We induced ER stress with thapsigargin (Tg) and measured apoptosis activation by two orthogonal assays: Annexin V/Sytox Blue staining (Fig. S1AD) and subG1 DNA content (Fig. S1E). Relative to HCT116 Cas9 parental cells, DR5 KO cells showed partial attenuation, while caspase-8 KO cells exhibited nearly complete inhibition of Tg-induced apoptosis. Consistently, Tg-induced PARP cleavage (evident by the ratio of cleaved to uncleaved PARP, quantified in Fig. S1G), caspase-3 cleavage, and caspase-3/7 enzymatic activity, were diminished in DR5 KO cells and abolished in caspase-8 KO cells (Fig. S1FH).

We also performed siRNA knockdown against DR5 in Cas9 parental cells. In keeping with published data, DR5 depletion markedly inhibited Tg-induced apoptosis, as clearly indicated by reduced Annexin V/Sytox Blue staining, PARP and caspase-3 cleavage, and caspase-3/7 activity (Fig. S2AF).
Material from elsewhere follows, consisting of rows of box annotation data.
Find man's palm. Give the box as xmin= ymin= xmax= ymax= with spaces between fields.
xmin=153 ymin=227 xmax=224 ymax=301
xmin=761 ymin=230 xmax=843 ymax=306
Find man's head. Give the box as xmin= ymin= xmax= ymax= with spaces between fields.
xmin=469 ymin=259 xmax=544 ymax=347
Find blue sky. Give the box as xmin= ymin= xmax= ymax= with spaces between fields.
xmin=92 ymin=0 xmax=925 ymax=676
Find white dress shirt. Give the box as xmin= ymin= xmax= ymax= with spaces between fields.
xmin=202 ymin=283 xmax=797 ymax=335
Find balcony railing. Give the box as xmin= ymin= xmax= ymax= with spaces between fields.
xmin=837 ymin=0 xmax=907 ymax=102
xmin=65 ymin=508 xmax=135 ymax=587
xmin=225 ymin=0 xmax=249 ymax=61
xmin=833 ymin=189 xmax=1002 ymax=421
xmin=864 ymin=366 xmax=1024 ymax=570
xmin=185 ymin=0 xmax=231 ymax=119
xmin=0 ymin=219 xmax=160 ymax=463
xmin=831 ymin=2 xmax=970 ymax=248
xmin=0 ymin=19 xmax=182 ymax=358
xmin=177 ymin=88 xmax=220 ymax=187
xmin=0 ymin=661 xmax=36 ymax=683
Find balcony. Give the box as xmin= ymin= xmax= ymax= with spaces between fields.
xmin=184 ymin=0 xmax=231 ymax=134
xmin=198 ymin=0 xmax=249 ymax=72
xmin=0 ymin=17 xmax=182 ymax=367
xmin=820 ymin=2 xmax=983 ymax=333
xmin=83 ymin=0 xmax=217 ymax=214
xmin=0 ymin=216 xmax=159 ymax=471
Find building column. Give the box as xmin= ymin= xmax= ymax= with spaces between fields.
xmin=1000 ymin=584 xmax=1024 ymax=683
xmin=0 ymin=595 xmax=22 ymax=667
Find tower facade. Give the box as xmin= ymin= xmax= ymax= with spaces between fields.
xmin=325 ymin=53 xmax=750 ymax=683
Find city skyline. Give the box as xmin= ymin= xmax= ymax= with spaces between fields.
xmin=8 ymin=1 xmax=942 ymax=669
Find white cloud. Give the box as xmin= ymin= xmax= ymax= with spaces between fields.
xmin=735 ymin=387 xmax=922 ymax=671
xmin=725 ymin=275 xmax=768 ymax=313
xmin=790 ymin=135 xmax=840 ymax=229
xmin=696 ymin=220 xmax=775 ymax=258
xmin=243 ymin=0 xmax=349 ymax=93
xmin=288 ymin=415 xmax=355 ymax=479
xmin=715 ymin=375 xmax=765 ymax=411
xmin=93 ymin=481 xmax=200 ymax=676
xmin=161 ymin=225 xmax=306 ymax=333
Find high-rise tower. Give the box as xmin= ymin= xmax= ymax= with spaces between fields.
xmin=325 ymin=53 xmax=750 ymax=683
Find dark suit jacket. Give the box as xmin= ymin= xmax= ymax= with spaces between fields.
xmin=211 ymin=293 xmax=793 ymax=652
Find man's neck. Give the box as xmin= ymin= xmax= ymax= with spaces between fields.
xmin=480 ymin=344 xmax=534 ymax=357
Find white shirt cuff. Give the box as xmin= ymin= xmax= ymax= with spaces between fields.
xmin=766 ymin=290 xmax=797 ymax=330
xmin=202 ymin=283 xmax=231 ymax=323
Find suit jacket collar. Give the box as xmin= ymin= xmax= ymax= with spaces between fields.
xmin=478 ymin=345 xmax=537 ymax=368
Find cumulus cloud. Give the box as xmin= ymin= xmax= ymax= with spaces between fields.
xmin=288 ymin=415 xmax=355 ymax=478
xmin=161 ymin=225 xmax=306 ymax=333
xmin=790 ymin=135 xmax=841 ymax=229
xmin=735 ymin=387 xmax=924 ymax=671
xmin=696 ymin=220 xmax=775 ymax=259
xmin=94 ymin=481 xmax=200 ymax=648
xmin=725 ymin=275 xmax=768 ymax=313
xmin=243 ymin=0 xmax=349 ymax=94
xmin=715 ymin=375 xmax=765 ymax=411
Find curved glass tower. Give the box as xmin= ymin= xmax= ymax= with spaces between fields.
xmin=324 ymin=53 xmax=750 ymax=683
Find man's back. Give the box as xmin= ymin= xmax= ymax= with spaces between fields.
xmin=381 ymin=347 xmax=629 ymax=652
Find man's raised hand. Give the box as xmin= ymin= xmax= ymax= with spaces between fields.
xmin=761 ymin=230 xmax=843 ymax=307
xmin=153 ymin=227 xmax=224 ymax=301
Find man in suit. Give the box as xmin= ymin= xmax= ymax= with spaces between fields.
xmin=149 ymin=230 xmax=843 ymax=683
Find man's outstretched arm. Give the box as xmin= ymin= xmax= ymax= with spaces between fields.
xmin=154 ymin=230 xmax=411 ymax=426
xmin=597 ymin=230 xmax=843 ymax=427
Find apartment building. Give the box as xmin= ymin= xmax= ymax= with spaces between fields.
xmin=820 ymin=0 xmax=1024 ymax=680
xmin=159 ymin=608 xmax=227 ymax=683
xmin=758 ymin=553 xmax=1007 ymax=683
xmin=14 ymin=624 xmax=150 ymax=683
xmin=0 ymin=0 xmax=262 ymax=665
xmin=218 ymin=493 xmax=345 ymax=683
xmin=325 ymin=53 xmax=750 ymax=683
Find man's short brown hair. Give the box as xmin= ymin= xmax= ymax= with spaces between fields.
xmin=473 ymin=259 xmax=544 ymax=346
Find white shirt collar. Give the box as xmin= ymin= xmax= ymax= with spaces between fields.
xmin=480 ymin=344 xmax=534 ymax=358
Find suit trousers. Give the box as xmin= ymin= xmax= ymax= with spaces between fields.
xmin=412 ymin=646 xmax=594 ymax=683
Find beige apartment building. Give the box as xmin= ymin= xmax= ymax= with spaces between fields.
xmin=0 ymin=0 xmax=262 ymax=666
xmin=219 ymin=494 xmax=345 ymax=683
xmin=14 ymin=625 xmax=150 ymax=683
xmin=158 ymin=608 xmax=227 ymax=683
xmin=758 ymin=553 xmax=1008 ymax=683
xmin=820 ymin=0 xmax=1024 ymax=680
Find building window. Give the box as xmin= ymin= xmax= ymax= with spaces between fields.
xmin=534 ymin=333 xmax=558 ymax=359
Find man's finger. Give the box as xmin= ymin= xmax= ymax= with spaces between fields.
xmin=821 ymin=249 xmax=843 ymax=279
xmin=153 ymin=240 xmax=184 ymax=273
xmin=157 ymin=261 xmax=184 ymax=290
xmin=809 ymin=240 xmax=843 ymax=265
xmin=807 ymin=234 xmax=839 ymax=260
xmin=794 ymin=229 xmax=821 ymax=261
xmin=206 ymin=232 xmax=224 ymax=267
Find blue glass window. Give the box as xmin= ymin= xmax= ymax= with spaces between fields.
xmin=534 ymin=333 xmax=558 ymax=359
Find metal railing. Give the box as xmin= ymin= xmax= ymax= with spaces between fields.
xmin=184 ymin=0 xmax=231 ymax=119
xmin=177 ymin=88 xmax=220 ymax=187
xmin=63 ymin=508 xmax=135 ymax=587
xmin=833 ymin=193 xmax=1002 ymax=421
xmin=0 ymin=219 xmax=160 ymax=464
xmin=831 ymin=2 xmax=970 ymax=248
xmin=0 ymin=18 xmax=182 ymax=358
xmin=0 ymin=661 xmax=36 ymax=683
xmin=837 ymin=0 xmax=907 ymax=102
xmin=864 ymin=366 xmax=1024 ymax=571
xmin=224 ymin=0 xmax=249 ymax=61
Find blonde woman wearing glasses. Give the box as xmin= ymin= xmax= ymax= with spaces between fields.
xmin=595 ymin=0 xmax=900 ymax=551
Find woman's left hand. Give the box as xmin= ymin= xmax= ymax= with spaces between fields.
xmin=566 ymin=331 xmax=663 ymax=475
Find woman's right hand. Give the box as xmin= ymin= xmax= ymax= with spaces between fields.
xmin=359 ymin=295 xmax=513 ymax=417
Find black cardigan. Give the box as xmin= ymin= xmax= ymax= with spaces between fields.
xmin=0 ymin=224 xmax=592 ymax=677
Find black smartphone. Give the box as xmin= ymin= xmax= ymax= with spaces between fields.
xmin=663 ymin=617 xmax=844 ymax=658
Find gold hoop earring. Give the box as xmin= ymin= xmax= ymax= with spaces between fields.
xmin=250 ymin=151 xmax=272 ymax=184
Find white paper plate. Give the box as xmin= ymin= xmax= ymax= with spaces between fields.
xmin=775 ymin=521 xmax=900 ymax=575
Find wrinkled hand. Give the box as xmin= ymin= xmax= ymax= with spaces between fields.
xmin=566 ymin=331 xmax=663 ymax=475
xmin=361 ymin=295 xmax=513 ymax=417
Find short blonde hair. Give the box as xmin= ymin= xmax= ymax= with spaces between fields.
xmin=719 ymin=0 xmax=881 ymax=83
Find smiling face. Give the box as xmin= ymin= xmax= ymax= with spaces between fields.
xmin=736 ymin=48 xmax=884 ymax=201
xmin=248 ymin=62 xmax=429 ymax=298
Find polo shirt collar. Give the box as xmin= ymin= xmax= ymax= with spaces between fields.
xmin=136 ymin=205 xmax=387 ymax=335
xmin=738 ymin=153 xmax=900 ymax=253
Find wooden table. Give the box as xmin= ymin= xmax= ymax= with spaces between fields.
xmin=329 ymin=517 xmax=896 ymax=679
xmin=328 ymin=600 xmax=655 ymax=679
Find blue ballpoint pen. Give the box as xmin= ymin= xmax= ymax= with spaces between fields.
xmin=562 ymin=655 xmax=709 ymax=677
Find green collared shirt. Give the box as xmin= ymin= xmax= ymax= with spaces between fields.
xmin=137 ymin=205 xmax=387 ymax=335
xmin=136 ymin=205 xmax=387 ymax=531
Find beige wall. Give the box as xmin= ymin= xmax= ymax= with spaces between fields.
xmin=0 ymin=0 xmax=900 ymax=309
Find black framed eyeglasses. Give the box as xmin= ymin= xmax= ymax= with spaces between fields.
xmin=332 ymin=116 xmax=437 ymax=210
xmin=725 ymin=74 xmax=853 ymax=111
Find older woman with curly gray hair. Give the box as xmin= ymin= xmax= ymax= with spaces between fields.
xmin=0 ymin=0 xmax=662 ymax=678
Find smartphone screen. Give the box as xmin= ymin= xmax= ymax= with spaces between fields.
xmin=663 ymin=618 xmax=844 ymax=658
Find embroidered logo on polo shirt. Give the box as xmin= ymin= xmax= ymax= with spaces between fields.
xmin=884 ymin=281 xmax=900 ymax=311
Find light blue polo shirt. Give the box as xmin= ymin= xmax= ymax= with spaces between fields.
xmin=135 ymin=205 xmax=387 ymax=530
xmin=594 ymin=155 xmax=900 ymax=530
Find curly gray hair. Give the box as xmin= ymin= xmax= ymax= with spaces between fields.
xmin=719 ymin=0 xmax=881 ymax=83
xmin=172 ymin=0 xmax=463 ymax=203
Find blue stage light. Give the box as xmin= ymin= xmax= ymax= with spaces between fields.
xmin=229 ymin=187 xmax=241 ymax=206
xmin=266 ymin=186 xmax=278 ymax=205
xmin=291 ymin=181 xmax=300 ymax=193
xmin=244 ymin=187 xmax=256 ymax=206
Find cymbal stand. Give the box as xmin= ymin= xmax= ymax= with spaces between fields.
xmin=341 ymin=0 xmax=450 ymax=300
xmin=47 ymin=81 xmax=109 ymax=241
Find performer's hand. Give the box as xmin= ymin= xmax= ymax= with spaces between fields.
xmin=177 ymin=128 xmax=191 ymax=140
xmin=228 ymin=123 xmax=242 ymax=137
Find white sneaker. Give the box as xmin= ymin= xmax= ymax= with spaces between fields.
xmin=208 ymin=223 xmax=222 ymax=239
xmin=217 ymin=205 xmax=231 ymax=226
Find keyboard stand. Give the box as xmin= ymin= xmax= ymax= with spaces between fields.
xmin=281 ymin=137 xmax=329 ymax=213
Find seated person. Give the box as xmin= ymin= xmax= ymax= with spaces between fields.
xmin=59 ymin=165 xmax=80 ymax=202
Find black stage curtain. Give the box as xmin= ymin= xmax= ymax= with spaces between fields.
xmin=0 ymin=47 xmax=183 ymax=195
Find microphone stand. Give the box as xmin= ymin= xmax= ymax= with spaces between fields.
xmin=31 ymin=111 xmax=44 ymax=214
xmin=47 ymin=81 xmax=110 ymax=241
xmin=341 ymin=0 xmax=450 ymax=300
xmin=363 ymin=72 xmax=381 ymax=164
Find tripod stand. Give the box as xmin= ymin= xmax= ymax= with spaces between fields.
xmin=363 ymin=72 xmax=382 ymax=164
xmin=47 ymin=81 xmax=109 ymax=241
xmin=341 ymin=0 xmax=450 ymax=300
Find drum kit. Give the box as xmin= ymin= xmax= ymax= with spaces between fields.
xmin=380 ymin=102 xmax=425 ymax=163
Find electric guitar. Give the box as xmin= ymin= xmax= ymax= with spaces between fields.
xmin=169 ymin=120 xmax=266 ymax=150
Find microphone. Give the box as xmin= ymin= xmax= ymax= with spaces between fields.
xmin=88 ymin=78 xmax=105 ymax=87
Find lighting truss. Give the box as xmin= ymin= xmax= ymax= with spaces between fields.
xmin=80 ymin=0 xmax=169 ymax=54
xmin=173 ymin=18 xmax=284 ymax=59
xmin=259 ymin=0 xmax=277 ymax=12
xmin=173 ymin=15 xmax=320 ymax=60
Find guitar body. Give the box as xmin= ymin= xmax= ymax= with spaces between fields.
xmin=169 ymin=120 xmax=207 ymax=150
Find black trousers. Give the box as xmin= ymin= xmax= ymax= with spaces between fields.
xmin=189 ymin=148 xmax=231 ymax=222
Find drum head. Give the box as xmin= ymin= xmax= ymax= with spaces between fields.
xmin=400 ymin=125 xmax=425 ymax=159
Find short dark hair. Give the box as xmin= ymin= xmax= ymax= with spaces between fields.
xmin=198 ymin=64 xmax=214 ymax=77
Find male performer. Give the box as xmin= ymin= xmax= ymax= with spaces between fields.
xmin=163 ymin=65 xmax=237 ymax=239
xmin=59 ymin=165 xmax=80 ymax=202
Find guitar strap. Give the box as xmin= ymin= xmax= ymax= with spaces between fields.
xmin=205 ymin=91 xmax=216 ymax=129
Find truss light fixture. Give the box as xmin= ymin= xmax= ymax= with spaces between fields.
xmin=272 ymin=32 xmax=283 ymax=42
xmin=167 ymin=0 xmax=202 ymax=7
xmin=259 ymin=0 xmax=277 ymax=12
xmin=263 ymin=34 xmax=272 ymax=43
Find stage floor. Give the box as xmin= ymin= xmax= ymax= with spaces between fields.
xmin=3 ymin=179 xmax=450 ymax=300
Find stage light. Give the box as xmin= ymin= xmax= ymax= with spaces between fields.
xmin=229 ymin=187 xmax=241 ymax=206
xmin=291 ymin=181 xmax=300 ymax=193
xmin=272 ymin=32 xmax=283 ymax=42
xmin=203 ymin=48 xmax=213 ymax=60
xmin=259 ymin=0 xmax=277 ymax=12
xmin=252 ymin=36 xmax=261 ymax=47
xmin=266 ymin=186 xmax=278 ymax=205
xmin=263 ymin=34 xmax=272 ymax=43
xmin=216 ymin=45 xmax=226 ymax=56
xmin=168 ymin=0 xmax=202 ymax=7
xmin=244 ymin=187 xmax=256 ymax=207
Transfection of DR5 KO cells with DR5 siRNA had no further effect on Tg-induced apoptosis, verifying an on-target impact of DR5 siRNA in the Cas9 parental cells (Fig. S3AC). Of note, DR5 CRISPR KO suppressed apoptosis less effectively than did DR5 siRNA depletion (compare Figs. S1 and S2). Furthermore, although caspase-8 KO in Cas9 parental cells strongly inhibited apoptosis, caspase-8 siRNA depletion in DR5 KO cells did not (Fig. S3D, E), suggesting that the residual, DR5-independent, apoptosis in DR5 KO cells is also caspase-8 independent. A plausible explanation of these findings is that long-term DR5 ablation by CRISPR has caused the selected cell line to adapt a rewired ER-stress-responsive apoptotic pathway. Caspase-8 KO cells did not display this, perhaps because this enzyme funnels more apoptosis drivers and is therefore more difficult to bypass than DR5. Why we find caspase-8 KO cells to be resistant whereas Glab et al. found these to be sensitive to ER stress awaits further investigation.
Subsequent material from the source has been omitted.